Bij Klant-ID, Klantgeheim en Omleiding-URL, voert u de informatie in die u hebt voorbereid in Stap 1 hierboven.
Klik op de knop OAuth-client toevoegen om het registratieproces te voltooien.
(Optioneel) Herhaal stap 3 voor alle ondersteunde connectors.
- Klik op de knop Opslaan onderaan of bovenaan de pagina Instellingen om de wijzigingen op te slaan.
3: Valideer de opgeslagen referenties en werk deze bij
U (en uw sitegebruikers) moeten de eerder opgeslagen referenties verwijderen en deze opnieuw toevoegen om de aangepaste OAuth-client voor de site te gebruiken.
Navigeer naar uw pagina Mijn accountinstellingen.
Voer de volgende stappen uit onder Opgeslagen referenties voor databronnen:
Klik op Verwijderen naast de bestaande opgeslagen referenties voor de connector waarvan u de aangepaste OAuth-client hebt geconfigureerd in Stap 2 hierboven.
Klik naast de connectornaam op Toevoegen en volg de aanwijzingen om 1) verbinding te maken met de aangepaste OAuth-client die is geconfigureerd in Stap 2 hierboven en 2) om de meest recente referenties op te slaan.
4: Informeer gebruikers dat ze hun opgeslagen referenties moeten bijwerken
Zorg ervoor dat u uw sitegebruikers op de hoogte stelt om hun opgeslagen referenties bij te werken voor de connector waarvan u de aangepaste OAuth-client hebt geconfigureerd in Stap 2 hierboven.
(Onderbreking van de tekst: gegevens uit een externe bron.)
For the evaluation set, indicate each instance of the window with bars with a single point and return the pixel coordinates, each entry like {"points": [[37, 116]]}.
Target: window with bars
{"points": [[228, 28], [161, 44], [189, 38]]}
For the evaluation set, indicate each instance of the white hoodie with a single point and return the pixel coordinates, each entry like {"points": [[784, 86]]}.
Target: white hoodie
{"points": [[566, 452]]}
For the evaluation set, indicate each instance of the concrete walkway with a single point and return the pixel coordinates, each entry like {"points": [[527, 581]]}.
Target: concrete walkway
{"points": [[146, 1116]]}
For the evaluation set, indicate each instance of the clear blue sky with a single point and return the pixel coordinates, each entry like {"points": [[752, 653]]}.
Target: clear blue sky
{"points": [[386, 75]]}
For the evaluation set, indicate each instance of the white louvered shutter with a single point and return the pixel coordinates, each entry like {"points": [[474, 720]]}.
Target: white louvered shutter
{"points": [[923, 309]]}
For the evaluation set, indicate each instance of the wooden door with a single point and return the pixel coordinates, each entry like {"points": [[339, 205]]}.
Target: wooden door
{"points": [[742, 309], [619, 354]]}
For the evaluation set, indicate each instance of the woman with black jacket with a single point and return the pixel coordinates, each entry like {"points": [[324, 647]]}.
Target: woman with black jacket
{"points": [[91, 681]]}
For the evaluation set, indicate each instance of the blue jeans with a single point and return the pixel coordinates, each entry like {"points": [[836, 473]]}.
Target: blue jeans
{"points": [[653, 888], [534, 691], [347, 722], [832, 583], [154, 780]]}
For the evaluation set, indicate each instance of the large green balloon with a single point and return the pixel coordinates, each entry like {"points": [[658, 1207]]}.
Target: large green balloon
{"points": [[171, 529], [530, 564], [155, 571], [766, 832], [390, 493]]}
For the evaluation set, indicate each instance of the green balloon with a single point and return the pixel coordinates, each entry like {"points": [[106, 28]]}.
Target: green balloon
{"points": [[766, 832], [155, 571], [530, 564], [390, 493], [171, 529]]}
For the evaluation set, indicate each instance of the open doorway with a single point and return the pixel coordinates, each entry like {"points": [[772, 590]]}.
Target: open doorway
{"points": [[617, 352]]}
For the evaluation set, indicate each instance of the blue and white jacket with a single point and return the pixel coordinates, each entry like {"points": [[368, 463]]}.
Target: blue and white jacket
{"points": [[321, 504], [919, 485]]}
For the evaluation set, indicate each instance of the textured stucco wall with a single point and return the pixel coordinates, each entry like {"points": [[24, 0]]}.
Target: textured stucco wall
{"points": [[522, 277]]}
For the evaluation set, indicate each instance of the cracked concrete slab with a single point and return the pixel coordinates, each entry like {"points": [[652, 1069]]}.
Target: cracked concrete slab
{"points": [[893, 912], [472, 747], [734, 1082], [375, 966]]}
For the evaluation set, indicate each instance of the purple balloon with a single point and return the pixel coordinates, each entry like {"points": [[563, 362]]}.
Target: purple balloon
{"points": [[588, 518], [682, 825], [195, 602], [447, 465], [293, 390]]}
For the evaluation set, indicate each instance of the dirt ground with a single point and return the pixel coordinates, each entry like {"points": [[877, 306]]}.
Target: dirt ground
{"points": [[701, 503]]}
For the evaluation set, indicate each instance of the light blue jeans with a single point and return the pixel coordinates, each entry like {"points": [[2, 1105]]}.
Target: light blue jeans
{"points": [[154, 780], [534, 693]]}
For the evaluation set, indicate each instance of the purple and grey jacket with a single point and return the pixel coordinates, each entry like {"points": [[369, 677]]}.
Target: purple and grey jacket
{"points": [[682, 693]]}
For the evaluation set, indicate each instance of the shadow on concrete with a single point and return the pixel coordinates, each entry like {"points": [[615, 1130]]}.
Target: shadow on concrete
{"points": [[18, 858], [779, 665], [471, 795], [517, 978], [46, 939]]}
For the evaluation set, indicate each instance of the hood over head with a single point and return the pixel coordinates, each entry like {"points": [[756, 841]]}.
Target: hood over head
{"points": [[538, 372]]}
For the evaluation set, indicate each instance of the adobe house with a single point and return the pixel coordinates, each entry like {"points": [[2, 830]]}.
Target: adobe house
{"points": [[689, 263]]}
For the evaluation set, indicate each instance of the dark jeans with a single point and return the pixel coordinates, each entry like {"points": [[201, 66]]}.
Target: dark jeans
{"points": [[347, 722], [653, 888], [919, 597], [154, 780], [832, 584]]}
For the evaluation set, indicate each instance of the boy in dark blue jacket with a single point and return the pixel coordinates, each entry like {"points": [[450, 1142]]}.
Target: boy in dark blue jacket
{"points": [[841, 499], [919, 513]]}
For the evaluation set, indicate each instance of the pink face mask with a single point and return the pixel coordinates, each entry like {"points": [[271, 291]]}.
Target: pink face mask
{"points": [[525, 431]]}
Sitegebruikers kunnen hun opgeslagen referenties bijwerken aan de hand van de procedure die wordt beschreven in Opgeslagen referenties bijwerken.
Toegangstokens beheren
Nadat u de server voor OAuth hebt geconfigureerd, kunt u gebruikers toestaan om hun eigen toegangstokens te beheren in hun profielinstellingen. U kunt de tokens ook centraal beheren. Zie Opgeslagen toegangstokens toestaan voor meer informatie.